Transport Coefficient J(t)

The transport coefficient \(J(t)\) is the central quantity connecting microscopic particle dynamics to measurable scattering correlations. It appears as the time derivative of the position variance and encodes the full history of velocity correlations.

Definition

Following PNAS 2024 SI Eq. S-38, the transport coefficient is defined as the time derivative of the position variance:

\[J(t) \;=\; \frac{d}{dt}\,\mathrm{Var}\!\left[x(t)\right] \;=\; 2\,\mathrm{Cov}\!\left[x(t),\, v(t)\right]\]

where \(x(t)\) is particle displacement and \(v(t)\) is the instantaneous velocity. The factor of 2 arises from the chain rule applied to the variance of a Gaussian process.

Green-Kubo Formula

The transport coefficient admits a Green-Kubo [GreenKubo] integral representation (PNAS 2024 SI Eq. S-38):

\[J(t) \;=\; 2 \int_0^t \mathrm{Cov}\!\left[v(t),\, v(t')\right] dt'\]

This connects \(J(t)\) to the velocity autocorrelation function. When the velocity process is stationary, the integrand depends only on \(|t - t'|\), recovering the classical Green-Kubo relation for the diffusion coefficient.

Physical Meaning

The transport coefficient has a direct physical interpretation:

  • Position variance growth: \(\mathrm{Var}\!\left[x(t)\right] = \int_0^t J(t')\, dt'\)

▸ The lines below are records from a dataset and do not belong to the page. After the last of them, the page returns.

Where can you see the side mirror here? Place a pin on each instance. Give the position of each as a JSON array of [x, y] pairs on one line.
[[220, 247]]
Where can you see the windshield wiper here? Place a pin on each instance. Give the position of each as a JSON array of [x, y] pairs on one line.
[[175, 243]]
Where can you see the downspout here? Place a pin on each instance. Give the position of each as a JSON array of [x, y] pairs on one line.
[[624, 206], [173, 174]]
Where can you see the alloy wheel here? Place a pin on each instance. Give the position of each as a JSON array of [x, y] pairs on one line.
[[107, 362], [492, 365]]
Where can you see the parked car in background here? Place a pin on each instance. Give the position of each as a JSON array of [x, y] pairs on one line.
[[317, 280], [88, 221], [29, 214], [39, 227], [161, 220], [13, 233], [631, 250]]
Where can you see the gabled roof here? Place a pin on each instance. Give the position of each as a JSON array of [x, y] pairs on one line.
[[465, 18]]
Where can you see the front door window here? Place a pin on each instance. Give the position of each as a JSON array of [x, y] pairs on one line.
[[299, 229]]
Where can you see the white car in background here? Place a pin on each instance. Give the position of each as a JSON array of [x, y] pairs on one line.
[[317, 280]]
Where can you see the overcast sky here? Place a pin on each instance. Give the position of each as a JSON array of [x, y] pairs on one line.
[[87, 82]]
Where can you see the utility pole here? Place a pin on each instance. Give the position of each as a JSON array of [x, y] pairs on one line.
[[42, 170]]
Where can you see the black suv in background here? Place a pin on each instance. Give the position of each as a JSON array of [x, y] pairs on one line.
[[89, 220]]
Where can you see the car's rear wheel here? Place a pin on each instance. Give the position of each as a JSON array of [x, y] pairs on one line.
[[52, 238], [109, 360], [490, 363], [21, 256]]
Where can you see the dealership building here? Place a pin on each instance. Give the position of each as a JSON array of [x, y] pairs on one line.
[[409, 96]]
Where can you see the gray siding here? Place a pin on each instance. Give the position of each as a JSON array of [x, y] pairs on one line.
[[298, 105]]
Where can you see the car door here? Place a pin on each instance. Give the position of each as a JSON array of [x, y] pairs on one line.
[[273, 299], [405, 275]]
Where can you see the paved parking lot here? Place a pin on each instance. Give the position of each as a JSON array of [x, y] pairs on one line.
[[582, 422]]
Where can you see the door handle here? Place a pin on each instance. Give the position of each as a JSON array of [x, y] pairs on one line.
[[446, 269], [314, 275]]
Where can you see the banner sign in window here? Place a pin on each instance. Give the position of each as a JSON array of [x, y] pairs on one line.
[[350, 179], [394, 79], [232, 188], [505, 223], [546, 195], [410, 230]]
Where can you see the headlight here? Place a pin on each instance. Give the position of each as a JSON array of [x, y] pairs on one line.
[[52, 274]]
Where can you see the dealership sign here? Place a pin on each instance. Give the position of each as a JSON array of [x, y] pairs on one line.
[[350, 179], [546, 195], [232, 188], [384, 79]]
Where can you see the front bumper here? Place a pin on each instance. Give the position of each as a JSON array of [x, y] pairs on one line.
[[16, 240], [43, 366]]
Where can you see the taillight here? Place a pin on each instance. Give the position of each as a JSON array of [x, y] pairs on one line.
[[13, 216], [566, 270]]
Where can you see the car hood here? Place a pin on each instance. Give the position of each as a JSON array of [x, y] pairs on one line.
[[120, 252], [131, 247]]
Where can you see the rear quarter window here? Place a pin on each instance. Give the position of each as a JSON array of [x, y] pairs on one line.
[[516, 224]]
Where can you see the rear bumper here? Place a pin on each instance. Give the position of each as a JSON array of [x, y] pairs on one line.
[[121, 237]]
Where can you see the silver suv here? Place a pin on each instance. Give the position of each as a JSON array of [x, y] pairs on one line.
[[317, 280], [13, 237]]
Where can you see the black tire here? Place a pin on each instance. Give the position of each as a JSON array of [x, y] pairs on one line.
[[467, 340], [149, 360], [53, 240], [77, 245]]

  • Instantaneous diffusivity: \(J(t)/2\) gives the time-dependent diffusion coefficient

  • Long-time limit: for an equilibrium Wiener process, \(J(t) \to 2D\) as \(t \to \infty\)

The distinction between \(J(t)\) and the standard diffusion coefficient \(D\) is crucial for nonequilibrium systems where the transport properties evolve in time.

Power-Law Parameterization

For practical fitting, the transport coefficient is parameterized as a power law with offset (PNAS 2024 SI Eq. S-105):

\[J(t) \;=\; D_0 \, t^\alpha + D_\mathrm{offset}\]

where:

  • \(D_0\) is the transport prefactor in \(\text{\AA}^2/\text{s}^\alpha\)

  • \(\alpha\) is the transport exponent (dimensionless)

  • \(D_\mathrm{offset}\) is a constant rate offset in \(\text{\AA}^2/\text{s}\)

The exponent \(\alpha\) classifies the transport regime:

Exponent

Regime

Physical example

\(\alpha = 0\)

Diffusive (Wiener)

Free Brownian motion, \(J = D_0 + D_\mathrm{offset}\)

\(\alpha < 0\)

Subdiffusive

Confined motion, viscoelastic media

\(\alpha > 0\)

Superdiffusive

Active transport, persistent motion

\(\alpha = 1\)

Ballistic

Constant acceleration

Connection to Diffusion

Classical diffusion models are special cases of the \(J(t)\) formalism:

Wiener process (standard Brownian motion):

\[J(t) \;=\; 2D \qquad \Longrightarrow \qquad \mathrm{Var}\!\left[x(t)\right] = \int_0^t J(t')\, dt'\]

For constant \(J\), the variance grows linearly, but the implementation always computes this integral numerically.

Ornstein-Uhlenbeck process (diffusion with restoring force):

\[J(t) \;=\; 2D\left(1 - e^{-\gamma t}\right)^2\]

where \(\gamma\) is the relaxation rate. At equilibrium (\(t \gg 1/\gamma\)), \(J(t) \to 2D\), recovering Fickian diffusion.

Connection to Macroscopic Rheology

The transport coefficient bridges microscopic scattering measurements to macroscopic material properties. From PNAS 2024 SI Eq. S-134:

\[J(t) \;\approx\; \frac{k_B T}{\pi r} \left|\dot{\gamma}(t)\right|\]

where \(k_B T\) is the thermal energy, \(r\) is the particle radius, and \(\dot{\gamma}(t)\) is the local shear rate. This generalized Stokes-Einstein relation connects the measured \(J(t)\) to the time-dependent rheological response of the material under flow.